Avec leurs visages de jeunes premiers, leur bonne image politique, leur connaissance des dossiers et leur sens de la répartie, ils ont chacun à leur manière le vent en poupe dans l’opinion publique. Le combat s’annonce passionnant, jeudi 23 mai, lors du débat qui verra s’affronter Gabriel Attal et Jordan Bardella  à 20 h sur France 2. Attendu, ce match suscite cependant plusieurs interrogations.

Le Premier ministre de la France face à la tête de liste du Rassemblement National pour les élections européennes ? Quelle incongruité, la fonction du premier étant nettement supérieure à celle du second. Gabriel Attal a dû s’y résoudre faute d’avoir obtenu une réponse positive de Marine Le Pen qu’il avait à plusieurs reprises sollicitée pour débattre avec lui. La future candidate à l’élection présidentielle de 2027 a décliné avec dédain l’invitation ; tout juste aurait-elle accepté l’éventualité d’un affrontement avec Emmanuel Macron si celui-ci avait insisté  mais… à la condition que cela soit après les élections européennes.

Si Gabriel Attal débat avec Jordan Bardella, ce n’est pas de gaieté de cœur tant cela l’expose dans la défaite annoncée de son parti qui a dans les sondages plus de quinze points de retard sur le Rassemblement National pour le scrutin du 9 juin.

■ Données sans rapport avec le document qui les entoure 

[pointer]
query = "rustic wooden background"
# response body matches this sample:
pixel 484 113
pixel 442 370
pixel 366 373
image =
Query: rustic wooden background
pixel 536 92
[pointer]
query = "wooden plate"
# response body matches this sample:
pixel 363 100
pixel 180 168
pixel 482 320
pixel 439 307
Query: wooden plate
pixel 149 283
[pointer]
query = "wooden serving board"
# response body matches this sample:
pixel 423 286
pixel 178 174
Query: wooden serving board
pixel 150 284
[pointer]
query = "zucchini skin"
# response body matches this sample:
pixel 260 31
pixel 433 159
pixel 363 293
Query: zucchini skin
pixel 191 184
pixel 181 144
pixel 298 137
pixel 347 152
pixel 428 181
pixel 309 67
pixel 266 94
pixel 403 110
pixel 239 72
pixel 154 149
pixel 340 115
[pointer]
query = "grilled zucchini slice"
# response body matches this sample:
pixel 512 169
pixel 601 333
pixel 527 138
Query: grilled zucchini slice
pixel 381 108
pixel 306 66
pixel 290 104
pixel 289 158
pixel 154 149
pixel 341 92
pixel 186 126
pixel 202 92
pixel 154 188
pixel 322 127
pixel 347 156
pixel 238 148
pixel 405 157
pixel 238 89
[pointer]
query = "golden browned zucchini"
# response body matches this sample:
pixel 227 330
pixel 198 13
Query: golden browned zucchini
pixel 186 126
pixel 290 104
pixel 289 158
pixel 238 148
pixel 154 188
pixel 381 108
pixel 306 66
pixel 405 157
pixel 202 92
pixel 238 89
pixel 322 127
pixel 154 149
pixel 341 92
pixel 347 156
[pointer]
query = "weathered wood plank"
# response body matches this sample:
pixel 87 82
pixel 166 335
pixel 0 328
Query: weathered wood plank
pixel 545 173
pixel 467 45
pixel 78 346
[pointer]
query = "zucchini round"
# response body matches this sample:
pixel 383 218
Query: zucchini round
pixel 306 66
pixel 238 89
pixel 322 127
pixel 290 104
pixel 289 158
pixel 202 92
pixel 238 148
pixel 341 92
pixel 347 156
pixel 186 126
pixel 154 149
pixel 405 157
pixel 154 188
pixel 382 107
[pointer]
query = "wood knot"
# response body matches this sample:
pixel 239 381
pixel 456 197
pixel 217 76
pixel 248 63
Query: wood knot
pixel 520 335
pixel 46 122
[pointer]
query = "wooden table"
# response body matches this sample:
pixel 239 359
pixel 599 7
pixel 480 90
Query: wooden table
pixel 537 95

C’est qu’Emmanuel Macron lui en a intimé l’ordre afin de tenter de réduire l’écart avec le Rassemblement National. Lorsqu’il l’a nommé à Matignon, le Président de la République avait mis dans la besace du Premier ministre la responsabilité de faire campagne contre Jordan Bardella.

Au four et au moulin, voilà Gabriel Attal contraint de gérer toutes les urgences d’un chef de gouvernement, de la crise agricole à celle de Nouméa ; et aussi de monter au front électoral. Tout en sachant qu’une partie de l’échec pourrait lui être imputé jusqu’à peut-être lui coûter son poste. Ambiance… de fébrilité qui laisse la part trop belle au Rassemblement National, qui jubile de provoquer ainsi la panique et de focaliser à ce point sur lui l’attention. Le seul précédent d’un débat aussi décalé est celui de septembre 1992 provoqué par François Mitterrand contre Philippe Seguin à quelques jours du référendum de Maastricht. Mais c’était alors pour un motif d’intérêt général, obtenir le oui de la France à l’Europe, et non dans l’objectif de contrer un parti politique.

Raphaël Glucksmann, le candidat social-démocrate qui talonne dans les sondages sa concurrente de Renaissance, a beau jeu dans ces conditions de s’indigner du débat tronqué Attal-Bardella qui cherche à réduire, une fois encore, les élections européennes à un duel entre la majorité présidentielle et le Rassemblement National dans une volonté de manipulation des esprits dans la dernière ligne droite de la campagne électorale. Furieux de ce duel imposé, Olivier Faure, premier secrétaire du PS, a saisi l’Arcom au nom du respect du pluralisme.